Permutation testing¶

  • More commonly, when $m_c$ is large we approximate the previous sum using a large but tractable number of random permutations.
  • If we sample $N$ permutations $\{\tilde \pi_i(X)]\}_{i=1}^N$ we can form a Monte Carlo approximation:
$$ \hat p = \frac{1}{N} \sum_{i=1}^N 1[~|\bar \theta(X)|~ \le ~|\bar\theta(\tilde\pi_i(X))|~]. $$

Permutation testing¶

  • The estimate, $\hat p$, follows a Binomial distribution.
  • Use to estimate the Monte Carlo error in our estimate.
  • Particularly important if our estimate is near a decision boundary, e.g. $\alpha = 0.05$.
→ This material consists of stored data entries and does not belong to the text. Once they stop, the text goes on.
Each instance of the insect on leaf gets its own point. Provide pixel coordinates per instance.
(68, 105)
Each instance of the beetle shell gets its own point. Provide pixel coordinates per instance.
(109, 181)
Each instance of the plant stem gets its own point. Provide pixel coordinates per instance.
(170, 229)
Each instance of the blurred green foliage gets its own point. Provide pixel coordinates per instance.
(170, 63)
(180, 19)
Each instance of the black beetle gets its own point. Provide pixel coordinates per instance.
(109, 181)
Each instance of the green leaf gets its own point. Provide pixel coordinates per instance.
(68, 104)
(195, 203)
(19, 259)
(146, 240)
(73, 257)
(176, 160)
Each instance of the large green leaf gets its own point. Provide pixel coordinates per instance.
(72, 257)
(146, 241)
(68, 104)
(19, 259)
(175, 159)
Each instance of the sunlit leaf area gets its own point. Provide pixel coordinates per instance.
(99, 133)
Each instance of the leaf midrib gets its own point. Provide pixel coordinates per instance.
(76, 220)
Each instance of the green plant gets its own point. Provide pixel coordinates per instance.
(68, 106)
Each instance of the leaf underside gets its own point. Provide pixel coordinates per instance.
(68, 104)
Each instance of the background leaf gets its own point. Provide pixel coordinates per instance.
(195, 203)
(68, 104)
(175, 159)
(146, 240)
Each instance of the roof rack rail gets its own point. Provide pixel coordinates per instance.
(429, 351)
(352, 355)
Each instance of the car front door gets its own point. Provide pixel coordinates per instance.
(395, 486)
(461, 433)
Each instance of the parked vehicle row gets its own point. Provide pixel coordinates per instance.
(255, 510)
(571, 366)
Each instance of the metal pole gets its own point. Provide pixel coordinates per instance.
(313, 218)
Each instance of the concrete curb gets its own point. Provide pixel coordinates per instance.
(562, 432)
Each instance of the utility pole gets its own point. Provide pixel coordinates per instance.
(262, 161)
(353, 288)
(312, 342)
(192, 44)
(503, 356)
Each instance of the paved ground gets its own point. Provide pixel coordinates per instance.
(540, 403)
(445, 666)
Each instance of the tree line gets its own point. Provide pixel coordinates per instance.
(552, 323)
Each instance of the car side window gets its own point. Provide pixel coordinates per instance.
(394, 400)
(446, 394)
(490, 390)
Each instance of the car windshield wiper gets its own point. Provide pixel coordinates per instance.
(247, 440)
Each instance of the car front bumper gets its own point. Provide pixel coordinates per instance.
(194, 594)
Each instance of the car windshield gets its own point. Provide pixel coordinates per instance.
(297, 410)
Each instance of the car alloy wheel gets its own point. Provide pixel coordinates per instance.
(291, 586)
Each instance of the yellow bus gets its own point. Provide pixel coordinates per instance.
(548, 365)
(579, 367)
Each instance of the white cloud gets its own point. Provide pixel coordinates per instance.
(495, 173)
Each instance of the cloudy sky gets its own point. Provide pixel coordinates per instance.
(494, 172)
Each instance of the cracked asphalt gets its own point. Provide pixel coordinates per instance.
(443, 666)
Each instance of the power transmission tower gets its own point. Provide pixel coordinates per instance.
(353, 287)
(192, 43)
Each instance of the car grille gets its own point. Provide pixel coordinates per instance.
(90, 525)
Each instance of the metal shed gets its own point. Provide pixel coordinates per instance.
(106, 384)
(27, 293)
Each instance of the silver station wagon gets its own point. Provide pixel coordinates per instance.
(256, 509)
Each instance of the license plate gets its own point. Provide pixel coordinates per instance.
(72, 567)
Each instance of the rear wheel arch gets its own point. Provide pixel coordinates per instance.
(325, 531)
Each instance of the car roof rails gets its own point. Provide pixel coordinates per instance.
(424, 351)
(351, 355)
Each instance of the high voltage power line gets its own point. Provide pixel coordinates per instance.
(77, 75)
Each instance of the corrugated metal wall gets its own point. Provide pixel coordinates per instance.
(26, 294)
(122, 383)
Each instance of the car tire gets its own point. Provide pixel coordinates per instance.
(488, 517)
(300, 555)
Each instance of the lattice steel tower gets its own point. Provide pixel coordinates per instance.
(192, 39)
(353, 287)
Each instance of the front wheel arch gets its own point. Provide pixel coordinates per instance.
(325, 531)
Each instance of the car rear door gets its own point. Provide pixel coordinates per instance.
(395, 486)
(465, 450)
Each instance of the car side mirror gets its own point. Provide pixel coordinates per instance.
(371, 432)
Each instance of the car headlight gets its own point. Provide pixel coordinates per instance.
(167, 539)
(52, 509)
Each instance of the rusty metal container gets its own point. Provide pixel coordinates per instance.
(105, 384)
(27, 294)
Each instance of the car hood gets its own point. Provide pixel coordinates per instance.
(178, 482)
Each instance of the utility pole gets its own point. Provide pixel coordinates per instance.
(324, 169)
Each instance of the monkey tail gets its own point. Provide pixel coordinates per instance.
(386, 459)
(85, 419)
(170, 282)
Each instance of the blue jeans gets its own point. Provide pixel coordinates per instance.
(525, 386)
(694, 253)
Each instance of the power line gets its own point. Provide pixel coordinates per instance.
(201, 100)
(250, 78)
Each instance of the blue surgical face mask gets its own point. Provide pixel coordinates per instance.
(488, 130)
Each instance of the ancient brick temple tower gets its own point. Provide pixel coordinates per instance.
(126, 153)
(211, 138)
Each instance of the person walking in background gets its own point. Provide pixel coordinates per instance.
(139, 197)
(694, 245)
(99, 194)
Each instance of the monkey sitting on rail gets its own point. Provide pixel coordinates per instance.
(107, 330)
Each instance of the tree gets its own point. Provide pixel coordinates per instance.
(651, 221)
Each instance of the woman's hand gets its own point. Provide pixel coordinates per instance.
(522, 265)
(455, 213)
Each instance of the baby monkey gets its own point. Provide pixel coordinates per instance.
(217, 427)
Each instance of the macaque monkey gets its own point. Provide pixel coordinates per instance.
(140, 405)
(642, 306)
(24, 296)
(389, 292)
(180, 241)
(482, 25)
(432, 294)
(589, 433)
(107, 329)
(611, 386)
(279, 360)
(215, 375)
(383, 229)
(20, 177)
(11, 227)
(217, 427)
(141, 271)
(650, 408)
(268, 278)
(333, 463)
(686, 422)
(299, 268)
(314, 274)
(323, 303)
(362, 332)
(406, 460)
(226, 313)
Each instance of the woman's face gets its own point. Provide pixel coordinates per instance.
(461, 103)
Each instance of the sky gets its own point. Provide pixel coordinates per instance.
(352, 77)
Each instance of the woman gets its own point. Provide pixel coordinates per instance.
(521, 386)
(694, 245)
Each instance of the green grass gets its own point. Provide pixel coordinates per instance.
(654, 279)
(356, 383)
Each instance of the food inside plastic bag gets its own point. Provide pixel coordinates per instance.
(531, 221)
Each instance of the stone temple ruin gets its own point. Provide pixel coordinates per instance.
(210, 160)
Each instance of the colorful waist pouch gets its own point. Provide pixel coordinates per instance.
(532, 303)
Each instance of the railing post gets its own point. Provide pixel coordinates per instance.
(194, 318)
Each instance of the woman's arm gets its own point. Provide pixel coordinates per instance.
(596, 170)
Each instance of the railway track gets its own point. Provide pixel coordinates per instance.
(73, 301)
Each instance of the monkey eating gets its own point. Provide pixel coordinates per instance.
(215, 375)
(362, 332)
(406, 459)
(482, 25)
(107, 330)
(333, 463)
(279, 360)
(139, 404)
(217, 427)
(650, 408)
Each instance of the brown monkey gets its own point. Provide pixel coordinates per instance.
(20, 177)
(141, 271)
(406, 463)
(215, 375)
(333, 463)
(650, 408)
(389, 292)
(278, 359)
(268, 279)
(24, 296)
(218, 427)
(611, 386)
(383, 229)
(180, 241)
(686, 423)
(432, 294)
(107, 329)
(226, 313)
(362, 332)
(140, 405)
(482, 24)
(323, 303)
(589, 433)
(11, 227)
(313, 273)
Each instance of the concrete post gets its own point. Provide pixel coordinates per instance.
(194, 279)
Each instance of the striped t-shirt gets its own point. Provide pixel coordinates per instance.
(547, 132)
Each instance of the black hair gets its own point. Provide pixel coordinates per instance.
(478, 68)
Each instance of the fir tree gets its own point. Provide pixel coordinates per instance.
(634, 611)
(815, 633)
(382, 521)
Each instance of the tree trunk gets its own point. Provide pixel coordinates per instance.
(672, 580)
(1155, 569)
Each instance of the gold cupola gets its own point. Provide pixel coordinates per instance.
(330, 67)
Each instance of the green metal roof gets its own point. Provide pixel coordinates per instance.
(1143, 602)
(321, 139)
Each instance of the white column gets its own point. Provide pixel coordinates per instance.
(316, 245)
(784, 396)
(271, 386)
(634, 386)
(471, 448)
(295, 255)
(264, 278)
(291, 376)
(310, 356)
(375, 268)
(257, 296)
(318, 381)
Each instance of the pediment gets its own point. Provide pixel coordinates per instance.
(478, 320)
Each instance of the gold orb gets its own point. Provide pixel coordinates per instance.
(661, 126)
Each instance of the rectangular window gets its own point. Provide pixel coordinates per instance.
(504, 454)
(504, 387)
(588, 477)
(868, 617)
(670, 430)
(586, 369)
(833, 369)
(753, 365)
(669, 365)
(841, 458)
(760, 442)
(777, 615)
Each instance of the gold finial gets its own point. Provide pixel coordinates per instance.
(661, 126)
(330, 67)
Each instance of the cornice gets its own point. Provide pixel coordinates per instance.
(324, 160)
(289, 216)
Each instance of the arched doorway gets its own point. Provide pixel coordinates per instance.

Permutation testing p-value¶

  • Because the identity permutation $\pi(X) = X$, has $|\bar \theta(X)| \le |\bar\theta(\pi(X))|$ it is conventional to add one to both the numerator and denominator of the p-value estimate:
$$ \hat p = \frac{1}{N+1} \left(1 + \sum_{i=1}^N 1[~|\bar \theta(X)|~ \le ~|\bar\theta(\tilde\pi_i(X))|~]\right). $$

ToothGrowth Example¶

  • Let $\mu_S(d)$ be the population mean length for supplement $S$ at dose $d$.
  • Let's test the following hypotheses for each dose at level $0.05 / 3$:
$$ H_0: \frac{\mu_{OJ}(d)}{\mu_{VC}(d)} = 1,~ H_1: \frac{\mu_{OJ}(d)}{\mu_{VC}(d)} \ne 1 $$
In [ ]:
def perm_rom(a, b, n_perm=1000, alternative='two-sided', rng=None):
    """
    Compute a permutation test p-value for the null that $\mu_a / \mu_b = 1$.

    Parameters
    ----------
    a, b - ndarray or convertible to such using np.asarray().
      Sequences of observations from two independent groups.
    n_perm - integer,
      The number of permutations to use in the approximation. 
  
    Returns
    -------
    A float between 0 and 1 estimating the p-value. 
    """
    assert alternative in ['two-sided', 'greater', 'less']
    if rng is None:
        rng = np.random.default_rng()
    elif isinstance(rng, int):
        rng = np.random.default_rng(rng)
    # convert of ndarray if needed
    a, b = np.asarray(a), np.asarray(b)
    # the observed ratio
    obs = np.mean(a) / np.mean(b)
    # length
    n_a = len(a)
    # concatenate 
    ab = np.array([a, b]).reshape((n_a + len(b), ))
    # permutations
    two = 0
    for i in range(n_perm): 
        rng.shuffle(ab)
        mean_a, mean_b = np.mean(ab[0:n_a]), np.mean(ab[n_a:])
        if max(mean_a, mean_b) / min(mean_a, mean_b) >= obs:
            two += 1
    # construct p-value
    p = (1 + two) / (n_perm + 1)
    return(p)

assert 0 < perm_rom([2] * 7 + [1.9] * 3, [1.9] * 6 + [2] * 4, rng=None) < 1
assert 0 < perm_rom([2] * 7 + [1.9] * 3, [1.9] * 6 + [2] * 4, rng=42) < 1

ToothGrowth Example¶

  • We can apply the function to each dose.
In [ ]:
erb['Permutation p-value'] = (tg_data
     .groupby(['dose'])
     .apply(lambda gdf: perm_rom(
         gdf.query('supp == "OJ"')['len'].values, 
         gdf.query('supp == "VC"')['len'].values,
         n_perm=1000,
         rng=rng),
           )
 ).transform(lambda x: np.round(x, 3))

erb.iloc[:, 3:8]

Takeaways - Bootstrap¶

  • The bootstrap is a widely used method for constructing confidence interval estimates by resampling data with replacement.
  • The percentile method uses sample quantiles from the bootstrap distribution to estimate confidence bounds.
  • More generally, the bootstrap can be used to estimate quantities related to an estimator's sampling distribution.
  • The bootstrap estimates the sampling distribution.

Takeaways - Permutation tests¶

  • Permutation tests estimate a null distribution.
  • Carry out a permutation test by (e.g.) permuting group labels to construct ane estimate of the null distribution for a test-statistic.